The rollout is ongoing and delayed in Werriwa. Take the suburb of Long Point. Long Point is a suburb in the bushland along the Georges River, and it is heavily reliant on stable connections to the internet so it can be made aware of bushfires and so forth. Long Point is also just one example of many in my electorate and around the country of the failure of the rollout and the multitechnology mix. The people of Long Point have experienced frequent delays that have plagued the installation of the NBN over this small suburb of just three streets. Emails from NBN Co tell of the expected rollout to Long Point in the latter half of 2017. Yet, today in 2019, only a portion of the suburb is actually connected. That's right: it's two years later and most people in that suburb are still waiting for their NBN connection. The latest problem, I'm told, is an infrastructure shortfall that is expected to be fixed by 2020. The NBN has provided the following explanation to me: 'This service area appears to be ready for the service, and most premises will receive NBN by fibre-to-the-node or HFC technology. There are a small number of premises within the fibre-to-the-node footprint that are unable to receive a connection.' The email continues: 'In this instance, the distance of some of these premises from the NBN network means we can't connect properly, in the same way as we have connected others, because of the length of the copper. The signal degrades other distance, and it wouldn't be possible to achieve a service that meets the minimum requirements. At this stage, the expected service availability date is January 2020.' So, three years after Long Point was originally scheduled for connection, some of the residents may get internet speeds of 25 megabits per second—hardly First World speeds for 15 kilometres away from Liverpool, and another example of why copper is not one of the best options.

We have constituents who often have to go outside to find higher ground just to make phone calls. We have parents who are worried that a lack of internet access will mean their kids will fall behind in school, and there are university students who can't access multimedia and upload assignments.

The NBN Co's own figures from February this year show that while the number of premises connected has increased by 38 per cent, speeds were still slow and certainly not up to standard.

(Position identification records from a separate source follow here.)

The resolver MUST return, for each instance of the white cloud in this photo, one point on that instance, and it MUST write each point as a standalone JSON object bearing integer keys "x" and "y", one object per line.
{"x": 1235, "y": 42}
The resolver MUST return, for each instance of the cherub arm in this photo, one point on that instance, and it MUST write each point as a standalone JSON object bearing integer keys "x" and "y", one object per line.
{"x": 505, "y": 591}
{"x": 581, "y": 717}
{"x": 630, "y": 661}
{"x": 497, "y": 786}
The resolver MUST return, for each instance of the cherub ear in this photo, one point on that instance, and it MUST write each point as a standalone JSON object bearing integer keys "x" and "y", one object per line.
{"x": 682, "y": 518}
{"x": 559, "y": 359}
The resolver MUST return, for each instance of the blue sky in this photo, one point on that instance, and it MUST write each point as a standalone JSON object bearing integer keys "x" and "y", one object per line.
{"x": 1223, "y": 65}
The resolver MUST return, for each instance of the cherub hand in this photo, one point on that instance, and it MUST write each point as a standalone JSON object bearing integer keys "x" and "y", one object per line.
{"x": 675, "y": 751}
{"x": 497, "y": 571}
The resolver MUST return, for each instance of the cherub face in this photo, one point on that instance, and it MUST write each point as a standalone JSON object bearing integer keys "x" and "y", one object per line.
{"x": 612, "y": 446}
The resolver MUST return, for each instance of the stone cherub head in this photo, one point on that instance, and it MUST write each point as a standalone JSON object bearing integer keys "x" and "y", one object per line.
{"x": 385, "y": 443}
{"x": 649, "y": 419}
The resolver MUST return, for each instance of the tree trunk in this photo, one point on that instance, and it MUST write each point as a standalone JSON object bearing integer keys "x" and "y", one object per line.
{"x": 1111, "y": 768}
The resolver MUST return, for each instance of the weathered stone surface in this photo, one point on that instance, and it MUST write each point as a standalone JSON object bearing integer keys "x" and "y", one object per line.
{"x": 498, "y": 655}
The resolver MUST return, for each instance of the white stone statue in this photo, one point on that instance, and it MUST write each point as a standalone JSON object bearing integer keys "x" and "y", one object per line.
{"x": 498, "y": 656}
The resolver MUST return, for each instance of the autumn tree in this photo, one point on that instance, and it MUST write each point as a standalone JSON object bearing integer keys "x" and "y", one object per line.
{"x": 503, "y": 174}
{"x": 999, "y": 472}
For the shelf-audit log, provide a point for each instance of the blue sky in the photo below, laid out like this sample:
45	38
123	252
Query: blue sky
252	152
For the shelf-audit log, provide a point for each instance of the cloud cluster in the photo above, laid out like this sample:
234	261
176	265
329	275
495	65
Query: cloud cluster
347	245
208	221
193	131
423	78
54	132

Australia is now ranked 62nd in the world in internet speeds, falling yet another three spots since 2018. The Ookla speedtest global index has Australia behind Kazakhstan and Cape Verde. It was the Liberal government that moved the majority of the network to fibre to the node, forcing the majority of users to rely on the aged copper network. It was then in 2016, under the same Liberal government, that fibre to the kerb was announced as another way to deliver the NBN, again relying on copper wiring.

The internet is meant to connect people through technology, not unite communities and connect people through sheer frustration at the complete failure of government policy. It's sad that in 20 years' time my constituents will still be relying on the copper network, a network that slows or becomes unusable just because it rains, a network that becomes nearly unusable just because it's between 7.00 pm and 10.00 pm at night and the copper lines can't deal with the connection. Patchwork quilts won't serve a community, patchwork quilts won't deliver high-speed internet and patchwork quilts actually have a purpose and it's not for the delivery of NBN. The government really does need to do better.